4/10
Wanted to like it, but... Not
6 February 2023
Warning: Spoilers
These ARE two talented performers, though Steve Martin has always seemed distant from the characters he plays (or over-plays), and thus distant from his audience. Short was definitely on the cutting edge when he was with Second City, but he, too, keeps a wall up between himself and his audience, from authentically connecting with characters and therefore his audience. This separation is reminiscent of Jerry Lewis, Don Rickles and the comedians of that age and style. Where Short can and does go over the top too easily, Martin steps a few feet close to that line, but is never closer to genuine hilarity than arms-length version of saying the lines he's memorized. His performances always feel extremely rehearsed.

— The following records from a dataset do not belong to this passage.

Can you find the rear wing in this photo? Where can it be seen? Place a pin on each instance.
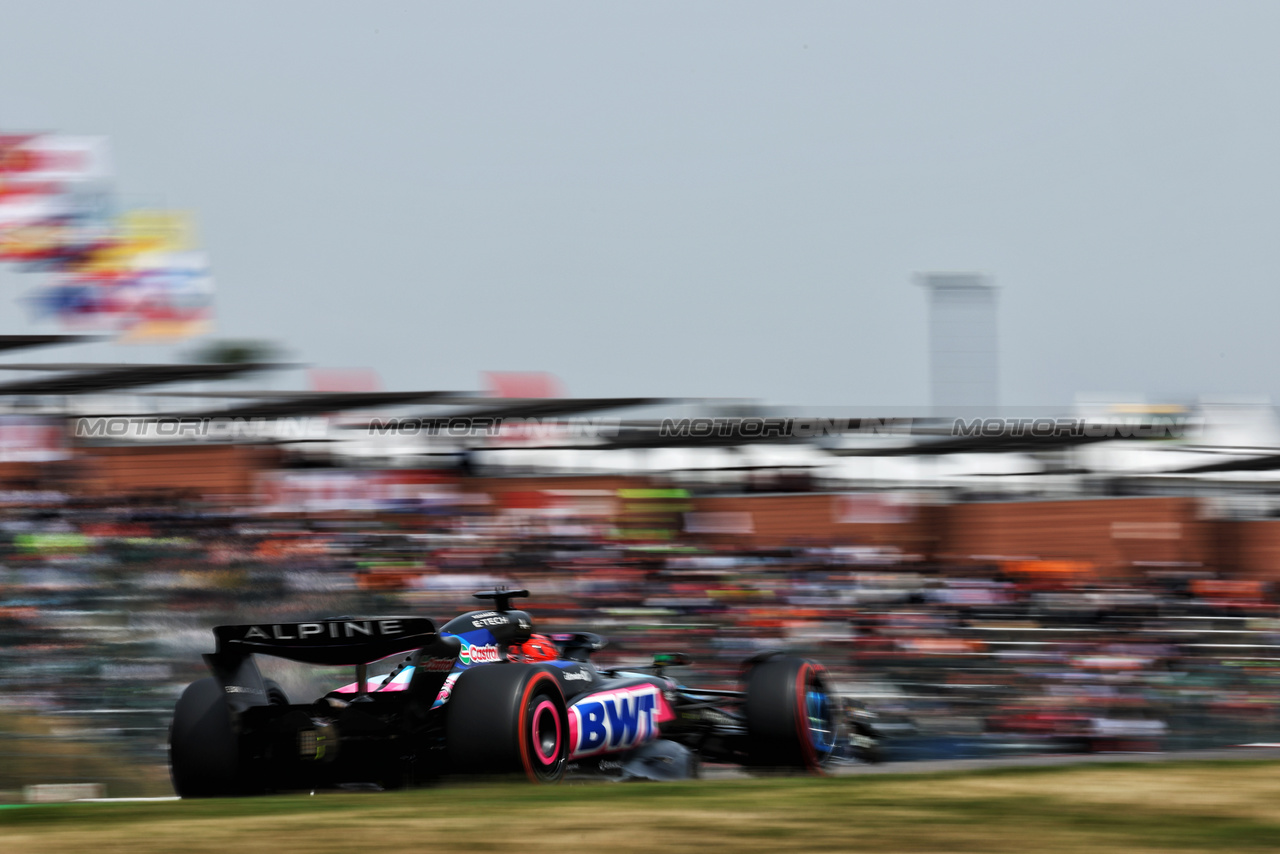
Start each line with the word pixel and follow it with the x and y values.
pixel 329 642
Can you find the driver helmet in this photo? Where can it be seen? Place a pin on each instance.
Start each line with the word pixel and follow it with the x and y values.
pixel 536 648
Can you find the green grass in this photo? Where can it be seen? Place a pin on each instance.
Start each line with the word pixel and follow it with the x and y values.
pixel 1139 807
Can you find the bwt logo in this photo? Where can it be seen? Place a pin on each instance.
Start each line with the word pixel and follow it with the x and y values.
pixel 613 721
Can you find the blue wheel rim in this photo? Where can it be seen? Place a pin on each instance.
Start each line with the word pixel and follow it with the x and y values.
pixel 822 721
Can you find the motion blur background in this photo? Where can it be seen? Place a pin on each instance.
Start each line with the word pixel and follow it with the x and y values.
pixel 897 220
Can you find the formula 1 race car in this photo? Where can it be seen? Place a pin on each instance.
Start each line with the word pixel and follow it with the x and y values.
pixel 480 695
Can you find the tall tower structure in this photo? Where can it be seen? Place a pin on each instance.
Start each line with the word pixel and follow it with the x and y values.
pixel 964 351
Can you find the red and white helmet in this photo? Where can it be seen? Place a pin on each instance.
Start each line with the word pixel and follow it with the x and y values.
pixel 536 648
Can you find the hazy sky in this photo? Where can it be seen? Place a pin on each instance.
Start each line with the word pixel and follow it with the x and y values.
pixel 696 199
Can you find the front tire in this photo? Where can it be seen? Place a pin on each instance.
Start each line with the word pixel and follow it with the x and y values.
pixel 508 718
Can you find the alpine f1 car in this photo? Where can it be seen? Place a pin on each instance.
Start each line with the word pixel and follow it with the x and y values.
pixel 479 695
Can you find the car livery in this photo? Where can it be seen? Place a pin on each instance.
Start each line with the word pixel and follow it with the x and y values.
pixel 457 702
pixel 616 721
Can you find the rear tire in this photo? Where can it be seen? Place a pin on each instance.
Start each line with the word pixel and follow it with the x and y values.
pixel 508 718
pixel 790 716
pixel 204 752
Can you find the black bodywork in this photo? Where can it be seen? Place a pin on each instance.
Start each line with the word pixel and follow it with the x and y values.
pixel 457 704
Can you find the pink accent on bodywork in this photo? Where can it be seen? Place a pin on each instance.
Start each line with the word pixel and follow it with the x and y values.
pixel 378 684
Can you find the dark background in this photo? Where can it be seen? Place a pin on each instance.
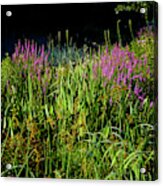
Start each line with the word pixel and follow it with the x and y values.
pixel 84 20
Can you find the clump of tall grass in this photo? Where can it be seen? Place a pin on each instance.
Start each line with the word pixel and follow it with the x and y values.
pixel 78 121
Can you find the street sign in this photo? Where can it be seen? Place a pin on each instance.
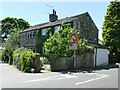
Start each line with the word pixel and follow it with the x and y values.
pixel 73 38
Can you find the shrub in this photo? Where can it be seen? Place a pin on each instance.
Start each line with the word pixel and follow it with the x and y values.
pixel 44 60
pixel 83 46
pixel 25 59
pixel 58 44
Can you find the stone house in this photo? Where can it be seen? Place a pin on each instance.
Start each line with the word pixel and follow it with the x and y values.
pixel 81 23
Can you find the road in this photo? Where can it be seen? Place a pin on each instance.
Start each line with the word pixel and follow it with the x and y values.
pixel 103 78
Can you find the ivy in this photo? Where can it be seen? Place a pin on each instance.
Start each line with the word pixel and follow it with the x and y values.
pixel 58 44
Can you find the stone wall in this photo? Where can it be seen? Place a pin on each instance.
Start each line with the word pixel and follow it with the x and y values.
pixel 85 60
pixel 27 42
pixel 61 64
pixel 86 28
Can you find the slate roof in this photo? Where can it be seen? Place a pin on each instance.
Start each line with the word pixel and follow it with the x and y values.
pixel 57 22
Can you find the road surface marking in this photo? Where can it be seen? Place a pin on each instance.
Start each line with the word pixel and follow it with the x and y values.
pixel 53 78
pixel 102 76
pixel 42 79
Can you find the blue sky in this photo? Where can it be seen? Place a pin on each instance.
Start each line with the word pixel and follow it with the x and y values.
pixel 37 12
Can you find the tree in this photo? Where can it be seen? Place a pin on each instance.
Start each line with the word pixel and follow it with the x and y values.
pixel 10 28
pixel 10 24
pixel 58 44
pixel 111 29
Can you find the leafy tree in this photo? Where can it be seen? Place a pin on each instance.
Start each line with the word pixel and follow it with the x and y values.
pixel 58 44
pixel 10 24
pixel 111 29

This show suffers mightily from a pretense of casual and extemporaneous humor and conversation. Presumably, everyone in the theater and watching the streaming show knows that this is all carefully written and ACTED. So, why bother with the artifice?

Weirdly, Short told a story about the origin of one character, saying he started it on his run with SNL. But, that's not true; he did the nervous sleazy lawyer years earlier on Second City. Why lie about that?

They could have had real conversation, building a show on topics and having real conversation and humourous insughts, etc, but instead, everything is highly scripted and timed to the second.

It's also weird to have a piano player in the stage, who is strained to act funny, too. It was just awkward, unfunny and painful. And, insulting.

Beyond the clunkiness this causes, the 'humor' is weak or, in the case of Short, painfully over-the-top slapstick that just isn't funny anymore. Do people laugh? Of course! But, I'm confident that much of the laughter from theater audience is from 1) the expectation that these guys are funny, and 2) nervous response to being shocked at how lame or insulting the performance is.

There's entirely too much dependence on their past celebrity, along with reliance of context long in the past - to the point of irrelevance. The message really is that they're depending on a sense of shared memories of decades ago, with no real effort to be funny or insightful in context of today. It's like a lounge singer trying to make a living doing Rat Pack-style singing.

If I'd paid to attend live, I'd have left early and asked for a refund. As a Netflix viewer, I hung in for about 20 minutes, waiting and hoping, then realizing it was never going to happen.